Вторая Перл примостилась на пол рядом со мной. Третья Перл шагнула из витража. В этот самый миг пожилая дама очутилась рядом с нами, на ней было великолепно сшитое черное траурное платье; откинутая вуаль открывала пухлые, румяные щеки и большие серые глаза.
— Э, нет! — сказала дама. — Так не пойдет! Первое правило парапсихического перемещения — держать свою целостность.
Из окна шагнула четвертая Перл. Пожилая дама взяла за руки меня и вторую Перл и прижала наши ладони друг к другу. Ощущение было — как будто вдавливаешь ладонь в сливочное масло: моя рука начала погружаться в ее руку, а ее рука — в мою. Мы обе закричали и попытались вырваться, но хватка у пожилой дамы, державшей нас за запястья, была железной.
— Лучше закрой глаза, милочка, — посоветовала она.
Глаза мои тут же крепко зажмурились — не по моему желанию, а как будто чья-то невидимая рука дернула за веки, как за жалюзи. Пожилая леди ухватила меня покрепче, и я испугалась, что сустав сейчас хрустнет. Тело мое потеплело, начиная с того же запястья, и я почувствовала себя лучше — не просто спокойнее, а как-то полнее, завершенней.
В конце концов пожилая дама выпустила мою руку и произнесла:
— Теперь можешь посмотреть, милочка.
Я открыла глаза, на этот раз по собственной воле, и уставилась на свои руки, со всеми их складочками, мозолями, обгрызенными до мяса ногтями. Они оказались настолько знакомыми и крепкими, что я расплакалась.
В зале не было никого, кроме меня — одной меня! — и стоящей на коленях рядом со мной пожилой дамы. Был еще подпрыгивающий у нее за спиной призрак — смахивающий на хорька усатый мужчина в котелке и клетчатом жилете, когда-то, возможно, цветном, но теперь сером в серую клетку.
— Прекрасная работа, — заметил этот парящий в воздухе тип. — У вас руки хирурга.
— Руки тут имеют наименьшее значение, мистер Деллафейв, но вы очень любезны. Господи, дитя, ты меня так напугала! Шесть штук тебя запутались в стекле. Хорошо, что это произошло при мне и все удалось исправить. Но я забыла о хороших манерах. Я — Сара Парди Уинчестер, адова покойного Уильяма Вирта Уинчестера, а это — мой друг, мистер Деллафейв.

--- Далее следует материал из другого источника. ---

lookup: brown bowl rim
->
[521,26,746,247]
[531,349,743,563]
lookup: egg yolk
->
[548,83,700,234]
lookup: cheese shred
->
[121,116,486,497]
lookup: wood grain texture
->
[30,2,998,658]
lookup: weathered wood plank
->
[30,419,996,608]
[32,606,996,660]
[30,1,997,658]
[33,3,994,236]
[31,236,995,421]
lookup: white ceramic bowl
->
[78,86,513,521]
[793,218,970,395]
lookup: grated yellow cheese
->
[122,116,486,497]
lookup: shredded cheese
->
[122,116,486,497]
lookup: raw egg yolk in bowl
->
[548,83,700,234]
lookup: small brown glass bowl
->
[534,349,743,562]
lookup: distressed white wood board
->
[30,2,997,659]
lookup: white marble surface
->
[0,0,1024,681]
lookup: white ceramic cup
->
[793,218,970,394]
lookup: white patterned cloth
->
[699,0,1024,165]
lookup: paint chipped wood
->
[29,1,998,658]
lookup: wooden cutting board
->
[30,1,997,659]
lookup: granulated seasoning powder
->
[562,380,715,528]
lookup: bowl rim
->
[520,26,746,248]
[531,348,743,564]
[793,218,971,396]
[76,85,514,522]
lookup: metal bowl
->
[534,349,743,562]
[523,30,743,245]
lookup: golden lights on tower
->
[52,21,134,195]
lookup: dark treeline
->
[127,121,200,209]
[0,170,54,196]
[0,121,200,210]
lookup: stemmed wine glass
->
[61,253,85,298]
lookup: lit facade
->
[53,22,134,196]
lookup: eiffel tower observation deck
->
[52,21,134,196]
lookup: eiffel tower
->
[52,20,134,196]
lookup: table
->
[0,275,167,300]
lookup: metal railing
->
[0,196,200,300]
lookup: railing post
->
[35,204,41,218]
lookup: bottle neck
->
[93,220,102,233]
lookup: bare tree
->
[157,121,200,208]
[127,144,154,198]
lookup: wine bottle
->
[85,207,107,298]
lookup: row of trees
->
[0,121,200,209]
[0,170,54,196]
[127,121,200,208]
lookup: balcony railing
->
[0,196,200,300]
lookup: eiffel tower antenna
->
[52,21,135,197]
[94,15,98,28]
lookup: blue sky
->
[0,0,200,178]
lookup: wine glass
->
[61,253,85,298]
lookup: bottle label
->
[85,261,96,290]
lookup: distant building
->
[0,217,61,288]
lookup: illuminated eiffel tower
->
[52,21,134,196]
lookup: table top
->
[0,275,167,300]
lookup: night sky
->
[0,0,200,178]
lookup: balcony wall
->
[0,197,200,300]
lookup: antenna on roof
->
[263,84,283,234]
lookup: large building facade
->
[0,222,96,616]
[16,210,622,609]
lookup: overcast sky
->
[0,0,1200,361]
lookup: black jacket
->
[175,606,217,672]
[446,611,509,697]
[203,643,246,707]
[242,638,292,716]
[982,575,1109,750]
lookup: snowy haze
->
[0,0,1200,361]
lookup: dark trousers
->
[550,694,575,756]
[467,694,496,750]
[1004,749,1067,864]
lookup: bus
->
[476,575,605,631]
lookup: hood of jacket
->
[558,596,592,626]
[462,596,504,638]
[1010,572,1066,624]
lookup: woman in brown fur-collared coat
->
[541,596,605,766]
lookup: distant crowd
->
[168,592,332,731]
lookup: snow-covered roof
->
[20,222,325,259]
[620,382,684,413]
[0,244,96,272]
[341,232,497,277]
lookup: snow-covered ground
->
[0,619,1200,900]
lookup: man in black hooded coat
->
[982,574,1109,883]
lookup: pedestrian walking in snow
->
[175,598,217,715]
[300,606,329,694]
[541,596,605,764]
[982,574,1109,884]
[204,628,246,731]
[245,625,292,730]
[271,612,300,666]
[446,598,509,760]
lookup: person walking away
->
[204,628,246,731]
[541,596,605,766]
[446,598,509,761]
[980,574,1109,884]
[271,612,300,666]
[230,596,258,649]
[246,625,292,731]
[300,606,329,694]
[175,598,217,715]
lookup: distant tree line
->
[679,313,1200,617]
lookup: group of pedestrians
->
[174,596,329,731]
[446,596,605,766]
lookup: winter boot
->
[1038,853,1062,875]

Она оглядела мой наряд, протянула руку и сдернула с меня плюмаж из страусиных перьев.
— Ты слишком молода для танцовщицы, — сказала она.
Я вздрогнула и вытерла нос тыльной стороной своей чудесной и милой давней подруги — ладони.
— А я… А вы… Простите, пожалуйста, а это рай или ад? — поинтересовалась я.
Пожилая дама и человек в котелке дружно рассмеялись. Его смех напоминал звук выходящего пара, а вот смех дамы был глубоким и громким, как будто смеялась женщина куда моложе и куда крупнее.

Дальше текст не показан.